Abstract

This article situates the judgment of The Hague District Court in Urgenda Foundation v the Kingdom of the Netherlands within the life of global climate change litigation. To do so, the article concentrates on the legal particulars of Dutch law, elements of ‘diffused’ jurisprudence from other jurisdictions and the reasoning of the judgment that is ‘diffusible’. First, the Court's mandate for the State to take more robust and immediate climate mitigation action was informed by particulars of Dutch civil and constitutional law. Such particulars assisted with crossing the hurdles of standing of Dutch citizens in a climate change case, and the imposition of liability on the State for transboundary harm.

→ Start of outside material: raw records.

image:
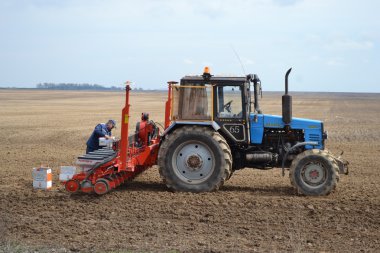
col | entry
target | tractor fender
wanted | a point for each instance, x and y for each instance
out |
(176, 124)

Secondly, in relation to the separation of powers, there is clearly a marriage of ‘diffused’ jurisprudence from other jurisdictions and Dutch legal particulars with the primary effect of providing Connecticut v AEP a second life. Thirdly, aspects of the Court's reasoning are ‘diffusible’ or amenable to transnational borrowing. Notable in this regard is the Court's adoption of a procedural version of the precautionary principle, whereby the onus of proving adequacy and effectiveness of climate policy is shifted on to the State. However, caution must be exercised in adopting the Court's reasoning as to why the international (namely the Intergovernmental Panel on Climate Change) is identified as a preferred benchmark for allocation of climate targets as against the supranational (namely the Effort Sharing Decision of the EU) and the implicit economic reasoning as to why the State's policies are ineffective. To overcome this problem, it is suggested that the appointment of experts by judicial bodies may be the way forward.